As mulheres são bobas. Sonham demais, põem a carroça na frente dos bois, se apaixonam com um sonho de valsa. São elas mesmas que dizem. Basta um chope na calçada para imaginarem cenas de casamento. Um beijo na boca e já pensam como seria ter uma filha com aqueles lábios. Diante da possibilidade do amor, suspiram e se agitam como virgens do século XIX – embora seus horizontes pessoais sejam mais amplos que os de qualquer heroína das irmãs Brontë.

Suspeito que as mulheres sejam graciosamente antiquadas.

Décadas de liberdade, emancipação e sexo mais ou menos livre não foram suficientes para apagar o software afetivo do tempo dos espartilhos. Diante de um homem que pareça o cara certo, ressurgem velhos modelos e sensações. Não acontece com todas as mulheres, nem acontece sempre, mas a maioria já experimentou o sentimento. Assim como boa parte dos homens. Ninguém está livre de fantasias românticas selvagens. A diferença é que as mulheres parecem ser especialistas.

Mesmo tendo assistido a desilusões cavalares, ainda acho essa ingenuidade positiva. Ela é a argamassa invisível com que se constroem milhões de relacionamentos. Permite que, num mundo de egoísmos e receios, alguém dê um passo, estenda a mão e chame o outro. É como uma estrada que faz com que as coisas avancem, quando poderiam empacar e perecer. A gratuidade do amor feminino é uma dádiva. Faz o mundo girar sobre o seu eixo.

Homens também são assim, às vezes. Podem olhar para uma mulher comum que compra absorventes na farmácia e apaixonar-se, como num filme argentino.
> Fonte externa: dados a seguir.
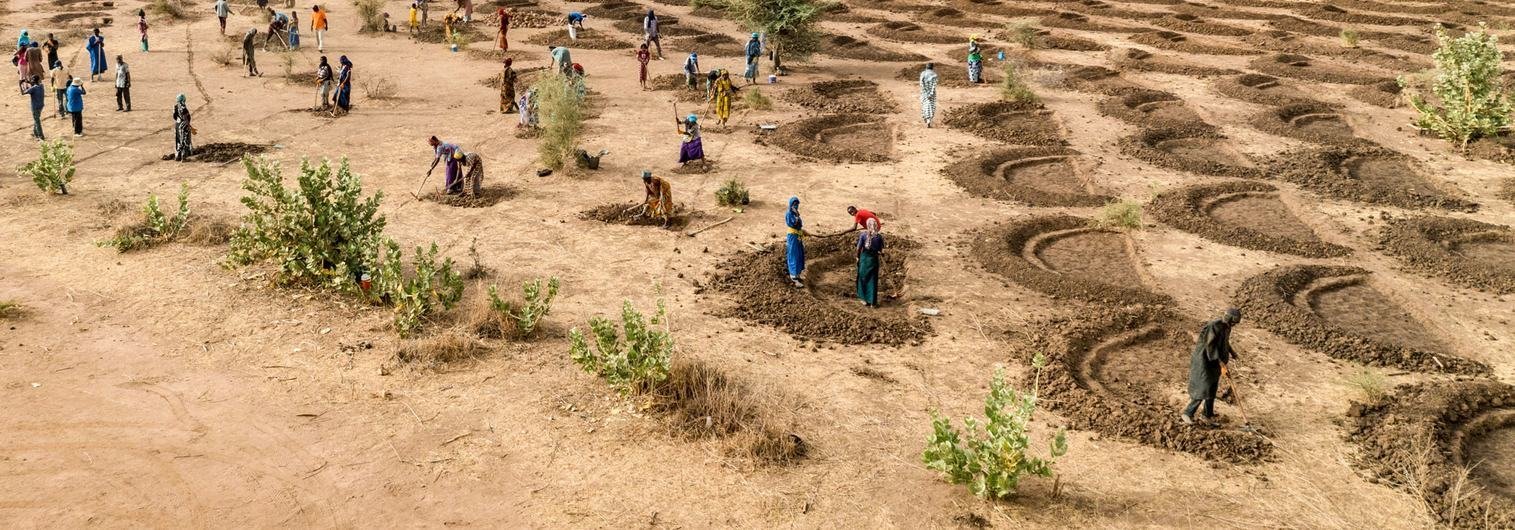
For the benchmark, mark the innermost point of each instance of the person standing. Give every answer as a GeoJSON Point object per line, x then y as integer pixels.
{"type": "Point", "coordinates": [221, 11]}
{"type": "Point", "coordinates": [1208, 364]}
{"type": "Point", "coordinates": [643, 56]}
{"type": "Point", "coordinates": [929, 94]}
{"type": "Point", "coordinates": [249, 46]}
{"type": "Point", "coordinates": [184, 134]}
{"type": "Point", "coordinates": [76, 105]}
{"type": "Point", "coordinates": [96, 47]}
{"type": "Point", "coordinates": [123, 87]}
{"type": "Point", "coordinates": [38, 94]}
{"type": "Point", "coordinates": [870, 261]}
{"type": "Point", "coordinates": [318, 28]}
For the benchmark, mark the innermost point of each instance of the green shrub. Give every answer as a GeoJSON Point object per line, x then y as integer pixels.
{"type": "Point", "coordinates": [535, 305]}
{"type": "Point", "coordinates": [991, 458]}
{"type": "Point", "coordinates": [561, 111]}
{"type": "Point", "coordinates": [732, 193]}
{"type": "Point", "coordinates": [323, 232]}
{"type": "Point", "coordinates": [155, 227]}
{"type": "Point", "coordinates": [53, 168]}
{"type": "Point", "coordinates": [632, 364]}
{"type": "Point", "coordinates": [1468, 100]}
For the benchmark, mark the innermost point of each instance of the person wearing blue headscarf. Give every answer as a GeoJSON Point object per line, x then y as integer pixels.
{"type": "Point", "coordinates": [794, 247]}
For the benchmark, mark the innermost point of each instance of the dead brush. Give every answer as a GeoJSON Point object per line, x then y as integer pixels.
{"type": "Point", "coordinates": [705, 402]}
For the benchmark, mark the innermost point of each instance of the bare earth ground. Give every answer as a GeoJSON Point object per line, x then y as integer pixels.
{"type": "Point", "coordinates": [161, 389]}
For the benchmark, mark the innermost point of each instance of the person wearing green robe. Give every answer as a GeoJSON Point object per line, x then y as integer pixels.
{"type": "Point", "coordinates": [1212, 353]}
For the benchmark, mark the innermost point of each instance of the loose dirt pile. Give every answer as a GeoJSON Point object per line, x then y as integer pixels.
{"type": "Point", "coordinates": [1037, 176]}
{"type": "Point", "coordinates": [1365, 174]}
{"type": "Point", "coordinates": [844, 96]}
{"type": "Point", "coordinates": [1196, 149]}
{"type": "Point", "coordinates": [1064, 256]}
{"type": "Point", "coordinates": [838, 138]}
{"type": "Point", "coordinates": [1121, 373]}
{"type": "Point", "coordinates": [1243, 214]}
{"type": "Point", "coordinates": [1426, 436]}
{"type": "Point", "coordinates": [1336, 311]}
{"type": "Point", "coordinates": [1261, 90]}
{"type": "Point", "coordinates": [1464, 252]}
{"type": "Point", "coordinates": [1017, 123]}
{"type": "Point", "coordinates": [827, 309]}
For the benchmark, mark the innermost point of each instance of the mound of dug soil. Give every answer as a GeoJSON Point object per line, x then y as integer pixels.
{"type": "Point", "coordinates": [1365, 174]}
{"type": "Point", "coordinates": [1464, 252]}
{"type": "Point", "coordinates": [1306, 68]}
{"type": "Point", "coordinates": [1241, 214]}
{"type": "Point", "coordinates": [1037, 176]}
{"type": "Point", "coordinates": [1424, 436]}
{"type": "Point", "coordinates": [1261, 90]}
{"type": "Point", "coordinates": [1144, 61]}
{"type": "Point", "coordinates": [1121, 373]}
{"type": "Point", "coordinates": [827, 308]}
{"type": "Point", "coordinates": [847, 47]}
{"type": "Point", "coordinates": [1149, 109]}
{"type": "Point", "coordinates": [1193, 149]}
{"type": "Point", "coordinates": [1312, 121]}
{"type": "Point", "coordinates": [1338, 312]}
{"type": "Point", "coordinates": [838, 138]}
{"type": "Point", "coordinates": [1065, 258]}
{"type": "Point", "coordinates": [1017, 123]}
{"type": "Point", "coordinates": [844, 96]}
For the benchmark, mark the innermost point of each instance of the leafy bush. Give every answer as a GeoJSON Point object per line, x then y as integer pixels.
{"type": "Point", "coordinates": [323, 232]}
{"type": "Point", "coordinates": [561, 109]}
{"type": "Point", "coordinates": [1468, 97]}
{"type": "Point", "coordinates": [993, 459]}
{"type": "Point", "coordinates": [732, 194]}
{"type": "Point", "coordinates": [53, 168]}
{"type": "Point", "coordinates": [155, 227]}
{"type": "Point", "coordinates": [418, 296]}
{"type": "Point", "coordinates": [535, 305]}
{"type": "Point", "coordinates": [634, 364]}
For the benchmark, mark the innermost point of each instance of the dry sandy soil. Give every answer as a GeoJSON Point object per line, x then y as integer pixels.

Querem casar, ter filhos, viver com ela num fiorde dinamarquês. Às vezes, contam isso a ela, que segura a cestinha perplexa, sem saber que o carequinha gaguejante diante de si é o homem da sua vida. Ou poderia ser. Acontece. Mas com as mulheres é mais frequente. Elas constroem mansões imaginárias. Sonham meticulosamente o futuro, sem o qual o presente é só um passado envelhecendo.

Pode ser apenas ilusão minha. Vai ver que o romantismo das mulheres foi substituído por prazer físico e pragmatismo existencial. Sonhar talvez tenha virado coisa de trouxas, e o mundo pertença agora às bruxas elegantes. Pode ser. Mas simpatizo com as bobas sonhadoras que sofrem de forma monumental. Elas fazem coisas que de outra forma não seriam feitas. Como memórias, poemas e famílias.